Professor Zatorre and researchers from the Montreal Neurological Institute, the Hospital of McGill University, and from the University of Barcelona have discovered that between three and five percent of the population show no reaction to music, although they are ‘normal” in every other way.

People who don’t have a reaction to music have a condition called “music anhedonia”.

The study was published in the science journal, Proceedings of the National Academy of  Sciences (of the USA) under the title, “Neural correlates of specific musical anhedonia”

In the study, some 45 people were first questioned about their reaction to music. They were then divided into three groups based on their responses, and listened to music while inside an fMRI machine which measured responses in real time. (Subsequent testing was performed with other subjects in French and English)

As a comparison, they were also given a game to play in which they could win or lose money while the fMRI was recording brain activity and responses.

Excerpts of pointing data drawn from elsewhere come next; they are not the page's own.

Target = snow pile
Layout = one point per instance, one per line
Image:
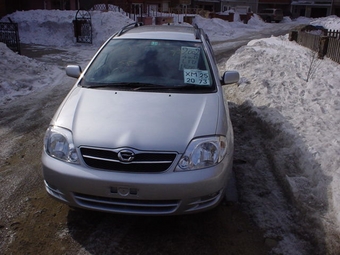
(301, 116)
(22, 74)
(55, 28)
(330, 22)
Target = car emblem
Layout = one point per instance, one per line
(123, 191)
(126, 155)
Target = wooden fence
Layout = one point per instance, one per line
(325, 45)
(333, 49)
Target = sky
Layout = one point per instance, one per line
(303, 110)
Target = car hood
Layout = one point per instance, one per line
(140, 120)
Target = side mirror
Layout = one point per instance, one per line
(230, 77)
(73, 71)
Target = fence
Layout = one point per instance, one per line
(328, 45)
(333, 50)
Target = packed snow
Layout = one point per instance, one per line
(289, 89)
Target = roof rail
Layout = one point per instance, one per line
(197, 31)
(129, 26)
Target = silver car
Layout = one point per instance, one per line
(145, 129)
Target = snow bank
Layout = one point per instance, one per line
(22, 74)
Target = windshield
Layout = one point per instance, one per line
(150, 65)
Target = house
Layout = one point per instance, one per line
(308, 8)
(311, 8)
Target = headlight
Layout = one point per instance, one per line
(58, 143)
(203, 152)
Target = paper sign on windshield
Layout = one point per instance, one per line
(189, 57)
(197, 77)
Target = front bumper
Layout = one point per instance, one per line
(163, 193)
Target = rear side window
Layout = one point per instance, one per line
(162, 62)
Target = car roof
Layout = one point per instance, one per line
(165, 32)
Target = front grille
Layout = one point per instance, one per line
(132, 206)
(143, 162)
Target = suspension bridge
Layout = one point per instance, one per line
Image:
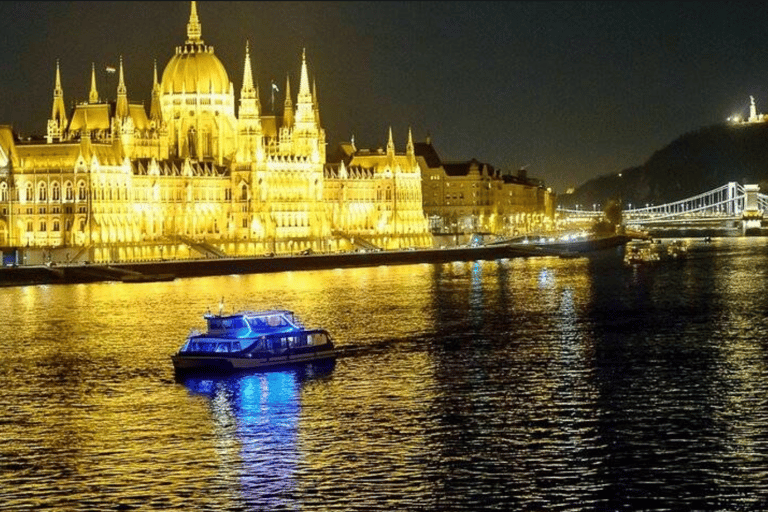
(726, 206)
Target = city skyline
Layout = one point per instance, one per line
(570, 91)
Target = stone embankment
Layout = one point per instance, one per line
(168, 270)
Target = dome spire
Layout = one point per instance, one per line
(121, 89)
(288, 110)
(247, 72)
(58, 121)
(93, 96)
(121, 109)
(304, 93)
(155, 112)
(194, 29)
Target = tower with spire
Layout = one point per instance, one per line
(58, 121)
(249, 144)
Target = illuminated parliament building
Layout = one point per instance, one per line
(203, 174)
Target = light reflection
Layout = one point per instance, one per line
(257, 415)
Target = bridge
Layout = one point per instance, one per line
(729, 204)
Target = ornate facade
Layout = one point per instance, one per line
(201, 175)
(474, 197)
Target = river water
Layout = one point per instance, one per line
(538, 384)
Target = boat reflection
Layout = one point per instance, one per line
(255, 420)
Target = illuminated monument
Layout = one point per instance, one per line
(201, 174)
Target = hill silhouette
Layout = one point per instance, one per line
(696, 162)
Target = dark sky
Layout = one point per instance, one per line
(571, 90)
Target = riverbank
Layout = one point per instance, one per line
(168, 270)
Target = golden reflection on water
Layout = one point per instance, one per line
(475, 383)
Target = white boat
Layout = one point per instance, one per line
(252, 340)
(677, 249)
(641, 253)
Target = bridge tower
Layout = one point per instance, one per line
(752, 216)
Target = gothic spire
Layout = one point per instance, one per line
(288, 110)
(194, 29)
(247, 72)
(315, 102)
(304, 94)
(155, 112)
(93, 96)
(121, 109)
(59, 111)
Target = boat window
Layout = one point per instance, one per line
(317, 338)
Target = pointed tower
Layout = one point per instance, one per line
(58, 121)
(390, 145)
(194, 29)
(305, 109)
(409, 150)
(249, 120)
(121, 109)
(93, 96)
(155, 112)
(317, 103)
(288, 105)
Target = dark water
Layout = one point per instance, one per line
(537, 384)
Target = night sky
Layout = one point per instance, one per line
(570, 90)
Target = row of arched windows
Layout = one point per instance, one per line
(30, 195)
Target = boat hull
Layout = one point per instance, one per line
(218, 363)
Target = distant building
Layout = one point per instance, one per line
(754, 116)
(474, 197)
(201, 174)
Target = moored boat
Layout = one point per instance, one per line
(641, 253)
(252, 340)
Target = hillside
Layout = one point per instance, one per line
(694, 163)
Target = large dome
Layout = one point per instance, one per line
(195, 71)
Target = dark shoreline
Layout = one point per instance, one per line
(168, 270)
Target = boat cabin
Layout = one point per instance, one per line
(260, 334)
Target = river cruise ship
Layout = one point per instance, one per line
(252, 340)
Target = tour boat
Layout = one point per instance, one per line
(677, 250)
(641, 253)
(252, 340)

Fredericton NB bluesman Keith Hallett getting into the music. Approximately 2 percent of the general population had no real reaction to music. © via CBC

What it showed was that for musical anhedonics, there was a reduced response in a particular part of the brain related to a ‘reward’ sensation (Nucleus Accumbens, a key subcortical structure of the reward network).

Subjects then playing the gambling game showed that it wasn’t an improper functioning of the Nucleus Accumbens itself, since this region was activated when they won money.

The musical anhedonics however showed reduced functional connectivity between cortical regions associated with auditory processing and the Nucleus Accumbens, and those who really enjoyed music showed increased connectivity.

This suggests there are different pathways to a reward sensation for different stimuli. A lack of brain connectivity can be associated with other cognitive deficits such as in children with autism spectrum disorder who have an inability to experience voices as pleasurable.

In a McGill press release, professor Zatorre says, “These findings not only help us to understand individual variability in the way the reward system functions, but also can be applied to the development of therapies for treatment of reward-related disorders, including apathy, depression, and addiction”.

Research funding came from the Governments of Spain and Catalonia, and from the Canadian Institutes of Health Research.